For 20 years that seed grew while sex became fairly routine and the new thrills faded, I became more determined to find more excitement. My desire to explore this unknown ground came to the surface when I learned that Eric had a very good job offer with a company in Texas and was going to be moving away. It was a bit of a shock to me, and I knew I would have to adjust to a big change. He had been perhaps my best friend for as long as I could remember, and now he was moving away. For the first time in our lives we wouldn't be just a few minutes drive from each other.
Four days before he was to leave I stopped in to help him box things up, but mainly just to spend together some of the short time left. We had been moving things around and packing most of the evening when we decided to take a break. Eric reclined back onto the couch and I collapsed into the chair opposite him. We discussed many things and some about his trip. He was concerned about his new job and starting over in a strange place.
He talked, but I only heard some of what he said since my mind was filled with the intense struggle of whether I should ask him or not. I must have gone to the brink about five times or so, only to back down and continue with other conversation. Each time I felt a strange relief that I had not taken the chance, only to be followed by desperation at the thought of the one opportunity to finally satisfy this awful curiosity slipping away. Finally something inside me said that I had to try regardless, or the wasted opportunity would forever torment me. This time when I spoke the words actually came forth. "Since you will be leaving for good there is one thing I would like to bring up," I had spoke and now I was committed. The world took on a strange surreal quality and everything seemed to go in slow motion as it sunk in that I was going to do this after all.
He looked at me to let me know I had his undivided attention. I started as tactfully as I could, " Do you remember back when you were dating that girl named Danielle?" He continued to look at me, waiting for me to finish. "I keep thinking about the night you asked me if I would like to have sex with her."

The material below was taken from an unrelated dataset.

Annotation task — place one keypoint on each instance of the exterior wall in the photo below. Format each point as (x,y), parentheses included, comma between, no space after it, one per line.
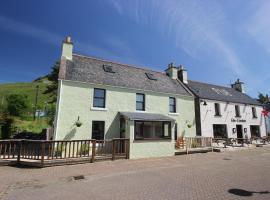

"Uh huh," he acknowledged, waiting for the other shoe to drop.
I pressed forward, "I know that she left before anything became of it, but I keep thinking of how hard that must have been to ask me that out of the blue. You had to have been worried that I would have reacted negatively and called you a pervert or something. I mean it must have took some nerve to ask, didn't it?"
"It was pretty hard to do," he answered. " You have no idea how long it took me to work up the guts to ask you that!"
" That is what I figured. So if you could trust me enough to ask me that, then I thought that I could take a chance and ask you something that until now I hadn't dared to ask," I then paused.